袁心咬着唇,惶恐不安地跑去隔壁赔礼道歉。
“三位公子,实在不好意思,小女子刚刚被那榆木凳子所绊,一时失了平衡,推到这屏风,不知各位公子可否伤着?”袁心紧张地揪着裙子,那双明亮的眼眸此刻蓄满亮晶晶的水珠,仿佛下一刻便会倾数落下。
“姑娘,我们几位并没伤着,你不必担心。”一名身着紫色衣裳的男子站起身,他一开口,袁心便听出是那名唤唐公子的男人。
墨言手提一杯一壶,从隔壁赶了过来。
“几位公子,实在不好意思,我家小姐鲁莽了。这杯酒,算是给你们赔不是。”说着,墨言将手中的小酒杯斟满,昂起头一口干了。又忙为那三人添了酒,那三人推脱不去,也跟着一口闷。
“喝过这酒,有何恩怨都一笔勾销。在下墨言,这位是我家小姐飘絮,不知三位公子贵姓。”在袁心身边被驯化了一段时间,墨言也变得圆滑了。
“在下唐朝,那两位是我的同僚,向易,向荣。”唐朝彬彬有礼地行了个礼。
“相识便是缘分,不如让小二撤了这屏风,合成一桌,把酒言欢,就道是小妹的赔礼。”也不等人同意,袁心便招手叫了小二将那镂空屏风给收了回去。
这边的袁清站起身行了个礼,那小厮也呆呆地跟着做。
用完饭菜,几人协议租一小船去太湖上泛舟。袁心也来了兴致,只是苦于那小厮跟前跟后唠唠叨叨又碍手碍脚。
“陈树,你先回去吧。你家大人要是问起来,就说是我的注意。”
那小厮苦着一张脸,死赖着不走,双手抱住旁边的柳树。
“姑娘,您要是走丢了,我家大人会扒了我的皮的!”
“这位小兄弟,你放心罢,我在这处二十年载,大街小巷都是认得的。你家公子和小姐,我定会安全送回去。我们几人之间的谈话你也听不懂,跟着只是途胜无趣罢了。”唐朝好言好语的相劝,那小厮才不情愿地回去,又折了回来交代一定要给安全送回。
唐朝笑着点了点头,几人目送那小厮走远这才转身上了租来的小船。
一番交谈,袁心得知那唐朝家是茶商,他排行老二,很多事都不用理,只做那甩手掌柜,那向家兄弟也是文人,家中做古董生意,基本上空余时间也多,三人又志趣相投,于是时常约在一起游玩。

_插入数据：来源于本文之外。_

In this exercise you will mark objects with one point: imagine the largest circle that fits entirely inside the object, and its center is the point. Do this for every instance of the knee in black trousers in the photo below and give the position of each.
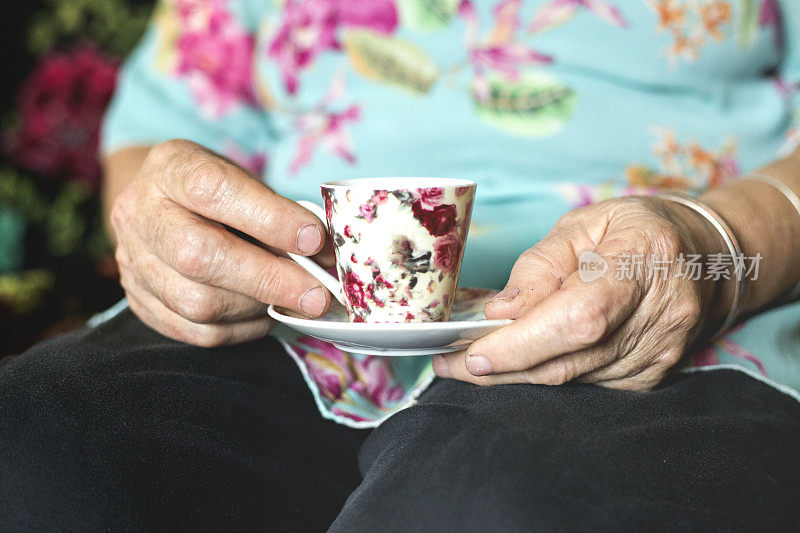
(119, 428)
(712, 450)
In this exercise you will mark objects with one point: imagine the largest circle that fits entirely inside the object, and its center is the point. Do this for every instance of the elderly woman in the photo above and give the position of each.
(574, 117)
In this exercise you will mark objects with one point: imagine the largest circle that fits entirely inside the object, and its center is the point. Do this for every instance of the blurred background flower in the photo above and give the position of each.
(56, 264)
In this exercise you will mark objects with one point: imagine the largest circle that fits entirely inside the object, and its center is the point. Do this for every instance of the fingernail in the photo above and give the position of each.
(506, 295)
(440, 366)
(312, 302)
(308, 239)
(478, 365)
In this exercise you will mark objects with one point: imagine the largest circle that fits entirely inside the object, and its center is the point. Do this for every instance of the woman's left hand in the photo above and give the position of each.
(624, 329)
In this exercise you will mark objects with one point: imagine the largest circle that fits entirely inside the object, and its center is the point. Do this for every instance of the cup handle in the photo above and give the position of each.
(330, 282)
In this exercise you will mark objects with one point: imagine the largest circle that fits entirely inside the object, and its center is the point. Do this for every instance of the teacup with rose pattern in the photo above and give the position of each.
(399, 243)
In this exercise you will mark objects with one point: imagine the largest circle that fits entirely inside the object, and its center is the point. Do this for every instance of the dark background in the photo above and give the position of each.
(83, 280)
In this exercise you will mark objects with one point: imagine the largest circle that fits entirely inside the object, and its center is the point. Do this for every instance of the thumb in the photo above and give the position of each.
(538, 272)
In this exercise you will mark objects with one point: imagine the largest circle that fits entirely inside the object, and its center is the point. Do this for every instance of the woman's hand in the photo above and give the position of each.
(186, 274)
(624, 329)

“以公子的才能,不入仕途可惜了。”墨言叹了口气,摇了摇头道。
“我们三人也曾上京赶考,可惜名落孙山。次数一多,那满腔热血也就被浇熄,倒不如做这甩手掌柜来得痛快。”话虽这么说,字里行间还是能听出他的惋惜之情。
“江苏买官案已破,想必不久之后江苏官员定是一次大换血。实不相瞒,我们三位是东城下陈启源陈大人的座上宾客,若三位公子有意,我倒是可以当一引线之人,只是这成不成,还得看三位公子的造化,飘絮是一姑娘家,不得干涉朝政。”袁心有意要他们三人欠自己人情。欧阳漓身边如狼似虎的人太多了,心腹却少,投靠他门下,也不过看在他太子之位,若这三人能入仕,定能为欧阳漓所用,对他坐上皇位也有好处。

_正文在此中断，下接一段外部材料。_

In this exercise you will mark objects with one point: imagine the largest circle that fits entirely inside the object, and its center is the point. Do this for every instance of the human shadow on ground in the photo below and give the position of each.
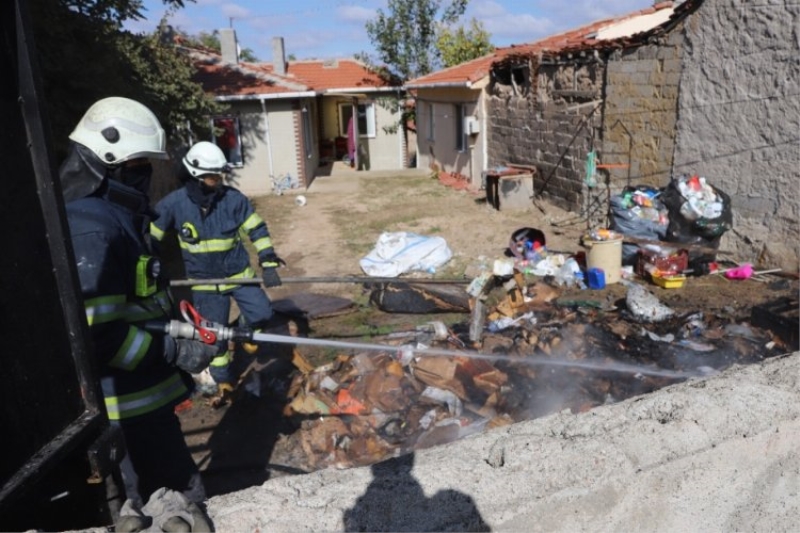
(395, 501)
(242, 443)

“那便麻烦姑娘了。”三人对仕途还是很向往的,一听说有这么个机会,眼睛都亮了起来。
上了岸便急急忙忙地要袁心引荐。袁心也不推辞,领着人往陈府去。
袁清跟在后面,忧心忡忡。
“墨言,你和心儿到底有什么事情瞒着我?”袁清,眉头紧蹙,似有几分疲惫。
“公子,姑娘只是热心,见不得有才华之人被埋没罢了。这点,倒是遗传到老爷的。”
袁清暗中观察墨言的一举一动,脸上无一丝波澜,便也就信了。